Esto es algo, por ejemplo, que resulta palpable en Las trompetas de Jericó (publicado por Underwood), que sería un ejemplo de la poesía de Zürn y de su obsesión por los anagramas e hipogramas. Veámoslo rápidamente: “Todo tiempo es todo comienzo. La utilidad es vicio y sevicia.” O “El mirlo clavel se deslizaba por el lago tranquilamente en un huevo de simiente”. Vicio, sevicia, tranquilamente, simiente… El resultado de la prosificación de sus poemas es, en sí mismo, otro poema, delirante y acelerado, que se convierte en un reto para el traductor (en este caso, Javier López y Bárbara Reinoso).
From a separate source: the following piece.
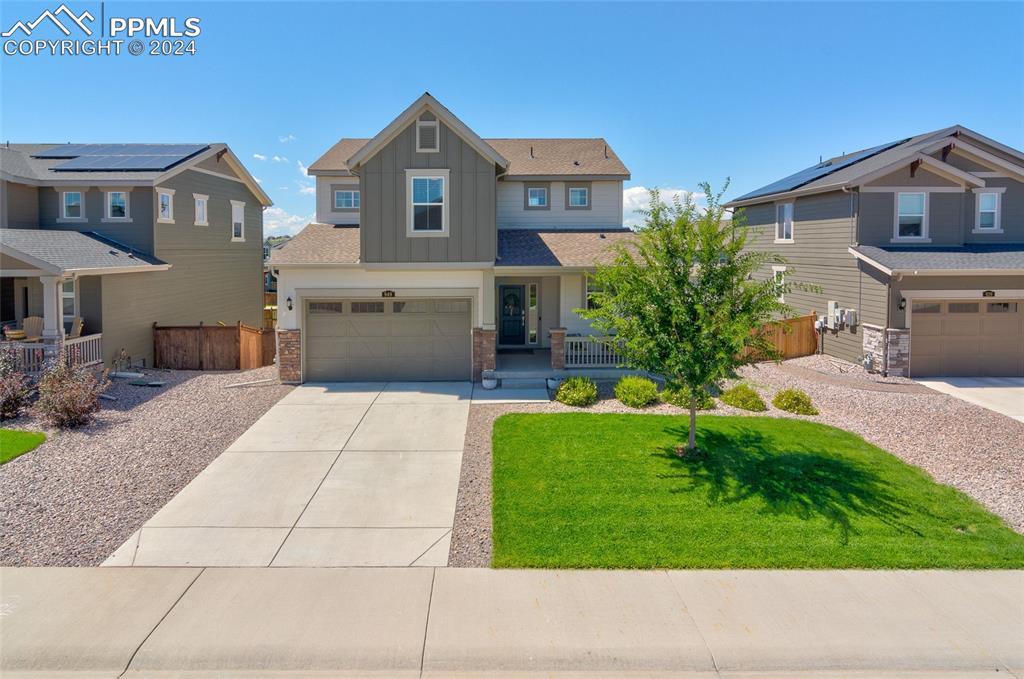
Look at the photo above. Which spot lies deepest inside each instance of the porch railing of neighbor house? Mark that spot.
(591, 352)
Núria Molines explica en su presentación a El hombre del jazmin (el segundo de los libros de Zürn editados en menos de un año) que con esto de la escritura anagramática de la autora se planteó la tarea de emularlas como si tuviera un tablero de scrabble y palabras sueltas que ensamblar. Me gusta el ejemplo porque destaca ese rasgo, o ese matiz, infantil en la escritura de Zürn. De hecho, cuando publicamos la reseña que escribió Inés Martínez sobre Primavera sombría, la podríamos haber titulado perfectamente como un cuento en llamas. Cuento, porque pone el acento sobre la infancia de la autora; y en llamas, porque al acercarse a ese tiempo desde una mirada adulta ilumina los rincones oscuros de aquellos años. Oscuros, perversos, delirantes, atravesados por un despertar sexual definitivamente preadolescente y un suicidio soñado que Zürn escribe como anuncio de lo que vendrá solo unos pocos años más tarde.
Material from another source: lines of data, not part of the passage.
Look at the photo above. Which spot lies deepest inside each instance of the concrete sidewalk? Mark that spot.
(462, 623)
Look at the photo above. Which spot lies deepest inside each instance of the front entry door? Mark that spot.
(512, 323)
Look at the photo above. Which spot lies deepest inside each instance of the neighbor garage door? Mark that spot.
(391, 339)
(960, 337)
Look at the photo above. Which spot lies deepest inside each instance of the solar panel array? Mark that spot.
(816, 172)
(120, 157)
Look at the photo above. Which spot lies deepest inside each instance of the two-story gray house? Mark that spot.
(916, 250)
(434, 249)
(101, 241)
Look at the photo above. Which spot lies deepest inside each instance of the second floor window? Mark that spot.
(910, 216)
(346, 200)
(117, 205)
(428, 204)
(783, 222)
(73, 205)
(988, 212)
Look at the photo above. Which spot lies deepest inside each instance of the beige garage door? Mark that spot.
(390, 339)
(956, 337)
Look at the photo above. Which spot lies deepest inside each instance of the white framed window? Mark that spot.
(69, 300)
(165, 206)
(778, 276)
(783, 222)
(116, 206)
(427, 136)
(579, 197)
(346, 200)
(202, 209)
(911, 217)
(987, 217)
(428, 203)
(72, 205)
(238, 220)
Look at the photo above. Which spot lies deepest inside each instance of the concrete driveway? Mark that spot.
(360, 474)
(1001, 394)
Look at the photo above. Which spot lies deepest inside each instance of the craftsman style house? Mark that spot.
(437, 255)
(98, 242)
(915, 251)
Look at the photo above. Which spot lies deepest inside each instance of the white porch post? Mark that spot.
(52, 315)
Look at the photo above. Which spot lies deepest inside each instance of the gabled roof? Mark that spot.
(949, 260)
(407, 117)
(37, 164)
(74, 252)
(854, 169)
De Zürn tenemos bastantes detalles biográficos en todos sus libros publicados; baste decir que sus primeros años se fraguaron entreguerras, que cambió el escenario de una vida familiar por una relación turbulenta con el artista Hans Bellmer, que los ingresos psiquiátricos fueron una constante en su madurez y que, más allá de obsesiones, adhesiones y perversiones, su obra es de una riqueza extraordinaria. Yo la pongo en comparación con el griego Nikos Kazantzakis, cuyos primeros textos eran de una intensidad abrasiva (especialmente, Lirio y serpiente). La diferencia es que Kazantzakis se arrepintió de ellos hasta intentar destruirlos y Zürn, en cambio, los sublimó hasta llevarlos al límite.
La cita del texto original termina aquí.